Reprezentacja Polski przygotowuje się do dwóch meczów, które rozegra w czerwcu – najpierw towarzysko zmierzymy się z Niemcami (16 czerwca, godz. 20:45), a następnie w eliminacjach do EURO 2024 staniemy naprzeciwko Mołdawii (20 czerwca, godz. 20:45). W środowej konferencji prasowej udział wziął Arkadiusz Milik, który wypowiedział się m.in. o pożegnaniu Jakuba Błaszczykowskiego, swojej przyszłości czy początku współpracy z Fernando Santosem.

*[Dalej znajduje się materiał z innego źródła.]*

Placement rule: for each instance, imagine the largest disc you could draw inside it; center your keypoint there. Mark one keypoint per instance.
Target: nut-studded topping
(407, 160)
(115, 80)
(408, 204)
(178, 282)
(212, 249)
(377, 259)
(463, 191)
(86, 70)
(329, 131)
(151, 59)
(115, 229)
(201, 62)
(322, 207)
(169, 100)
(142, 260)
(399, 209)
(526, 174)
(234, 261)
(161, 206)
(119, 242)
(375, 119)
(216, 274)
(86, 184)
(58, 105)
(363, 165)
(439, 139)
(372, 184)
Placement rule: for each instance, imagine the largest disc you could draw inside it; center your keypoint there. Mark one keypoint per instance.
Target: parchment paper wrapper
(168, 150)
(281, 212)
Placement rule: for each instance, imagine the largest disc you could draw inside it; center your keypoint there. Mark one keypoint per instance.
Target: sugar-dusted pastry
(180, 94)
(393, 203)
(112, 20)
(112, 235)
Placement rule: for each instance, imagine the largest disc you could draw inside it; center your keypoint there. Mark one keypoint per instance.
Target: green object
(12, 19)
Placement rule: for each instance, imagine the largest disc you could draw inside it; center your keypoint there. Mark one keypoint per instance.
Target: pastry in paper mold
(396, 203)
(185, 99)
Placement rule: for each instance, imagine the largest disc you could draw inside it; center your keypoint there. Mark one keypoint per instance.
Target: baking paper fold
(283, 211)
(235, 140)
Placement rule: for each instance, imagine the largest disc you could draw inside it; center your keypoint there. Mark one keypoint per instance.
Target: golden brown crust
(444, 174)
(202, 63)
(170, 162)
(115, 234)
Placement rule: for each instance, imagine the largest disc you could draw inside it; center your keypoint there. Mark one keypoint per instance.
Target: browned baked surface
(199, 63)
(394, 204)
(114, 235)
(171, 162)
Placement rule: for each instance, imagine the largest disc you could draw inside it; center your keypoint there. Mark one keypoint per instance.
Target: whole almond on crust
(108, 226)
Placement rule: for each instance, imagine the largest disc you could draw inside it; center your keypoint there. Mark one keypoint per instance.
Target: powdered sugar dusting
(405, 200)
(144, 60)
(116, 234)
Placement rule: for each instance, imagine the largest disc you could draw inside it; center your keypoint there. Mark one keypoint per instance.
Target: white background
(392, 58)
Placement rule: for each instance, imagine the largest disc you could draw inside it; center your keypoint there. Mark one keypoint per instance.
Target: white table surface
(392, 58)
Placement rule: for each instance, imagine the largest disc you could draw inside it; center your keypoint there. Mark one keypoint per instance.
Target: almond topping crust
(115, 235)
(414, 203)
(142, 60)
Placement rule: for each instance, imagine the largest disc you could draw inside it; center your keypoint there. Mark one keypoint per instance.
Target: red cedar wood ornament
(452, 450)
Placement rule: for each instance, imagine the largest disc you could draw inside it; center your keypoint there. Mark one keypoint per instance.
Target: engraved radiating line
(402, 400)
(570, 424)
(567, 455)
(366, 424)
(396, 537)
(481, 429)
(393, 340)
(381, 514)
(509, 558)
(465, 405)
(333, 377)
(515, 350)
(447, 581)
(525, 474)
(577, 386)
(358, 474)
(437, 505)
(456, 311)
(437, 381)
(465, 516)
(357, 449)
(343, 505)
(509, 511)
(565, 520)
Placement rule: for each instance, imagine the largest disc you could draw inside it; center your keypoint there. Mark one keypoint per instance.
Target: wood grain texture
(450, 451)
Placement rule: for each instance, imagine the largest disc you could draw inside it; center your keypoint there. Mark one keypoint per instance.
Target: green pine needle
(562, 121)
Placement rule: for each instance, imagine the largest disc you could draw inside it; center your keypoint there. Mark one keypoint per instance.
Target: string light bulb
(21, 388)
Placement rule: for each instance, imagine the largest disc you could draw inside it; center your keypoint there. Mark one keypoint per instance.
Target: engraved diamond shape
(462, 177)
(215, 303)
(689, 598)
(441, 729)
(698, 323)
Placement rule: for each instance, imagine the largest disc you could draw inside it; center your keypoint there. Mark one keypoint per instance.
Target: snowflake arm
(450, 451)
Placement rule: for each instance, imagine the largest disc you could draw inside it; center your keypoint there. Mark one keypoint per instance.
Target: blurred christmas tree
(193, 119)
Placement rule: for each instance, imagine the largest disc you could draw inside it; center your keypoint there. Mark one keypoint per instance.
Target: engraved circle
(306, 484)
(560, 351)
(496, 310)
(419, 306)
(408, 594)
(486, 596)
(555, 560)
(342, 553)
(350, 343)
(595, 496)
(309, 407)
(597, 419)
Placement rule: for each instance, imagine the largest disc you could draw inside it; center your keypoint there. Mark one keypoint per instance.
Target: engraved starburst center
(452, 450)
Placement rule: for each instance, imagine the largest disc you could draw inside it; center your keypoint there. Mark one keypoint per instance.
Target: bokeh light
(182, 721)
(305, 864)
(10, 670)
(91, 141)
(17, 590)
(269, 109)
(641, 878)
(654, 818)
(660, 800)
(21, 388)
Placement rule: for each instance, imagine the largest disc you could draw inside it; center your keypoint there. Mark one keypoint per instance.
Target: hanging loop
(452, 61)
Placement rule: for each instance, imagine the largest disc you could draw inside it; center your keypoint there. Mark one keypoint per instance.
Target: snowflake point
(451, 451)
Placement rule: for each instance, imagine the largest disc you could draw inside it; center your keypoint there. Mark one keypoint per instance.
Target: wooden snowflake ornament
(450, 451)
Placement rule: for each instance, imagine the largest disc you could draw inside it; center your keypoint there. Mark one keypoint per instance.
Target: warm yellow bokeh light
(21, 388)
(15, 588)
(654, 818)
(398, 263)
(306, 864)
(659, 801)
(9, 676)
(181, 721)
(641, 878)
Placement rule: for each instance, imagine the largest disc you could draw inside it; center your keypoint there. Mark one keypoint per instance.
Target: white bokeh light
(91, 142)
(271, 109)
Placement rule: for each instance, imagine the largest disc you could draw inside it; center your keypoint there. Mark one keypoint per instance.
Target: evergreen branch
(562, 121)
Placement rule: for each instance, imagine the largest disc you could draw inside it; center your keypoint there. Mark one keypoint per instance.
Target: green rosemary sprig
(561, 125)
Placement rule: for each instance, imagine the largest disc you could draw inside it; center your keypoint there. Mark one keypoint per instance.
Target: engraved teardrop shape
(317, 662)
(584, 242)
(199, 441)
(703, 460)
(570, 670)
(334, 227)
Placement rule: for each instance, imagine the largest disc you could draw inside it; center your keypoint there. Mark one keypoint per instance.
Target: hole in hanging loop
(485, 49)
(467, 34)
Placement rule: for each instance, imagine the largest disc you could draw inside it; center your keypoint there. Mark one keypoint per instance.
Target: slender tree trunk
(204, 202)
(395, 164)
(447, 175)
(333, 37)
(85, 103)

– Pojutrze czeka nas wyjątkowy dzień nie tylko ze względu na to, że gramy z fantastyczną reprezentacją, na własnym stadionie, przy pełnych trybunach, ale również będzie to pożegnanie i uhonorowanie wielkiego piłkarza (Jakuba Błaszczykowskiego – przyp. red.). Z jednej strony na pewno się z tego cieszę, a z drugiej troszeczkę mniej, bo wiemy, że czas ucieka i prędzej czy później wielu zawodników będzie musiało kończyć swoje kariery – mówi Arkadiusz Milik.
– Miałem bardzo dobry początek w Juventusie, pod koniec stycznia złapałem kontuzję, która na półtora czy dwa miesiące wykluczyła mnie z gry, więc później miałem problem z powrotem na poziom, na którym byłem i przeplatałem dobre mecze tymi słabszymi. Nie był to łatwy sezon dla Juventusu, szczególnie że mieliśmy z tyłu głowy, że mogą nam odjąć punkty – dodał napastnik.
– Przyszłość? Kluby rozmawiają i mam nadzieję, że dojdą do porozumienia. Ja czuję się dobrze w Juventusie, trener mnie chce, więc zobaczymy, czy zostanie osiągnięte porozumienie – przyznał.
– Budujemy nową reprezentację z nowym selekcjonerem i na pewno wiele się zmieni. Miejmy nadzieję, że na dobre. Kolejny sprawdzian przed nami w piątek. Fernando Santos ma bardzo duże doświadczenie, spokój w prowadzeniu zespołu, w organizacji gry, w koncentracji na treningu. Na razie ciężko powiedzieć mi coś więcej, bo odbyłem dopiero dwa treningi – zakończył.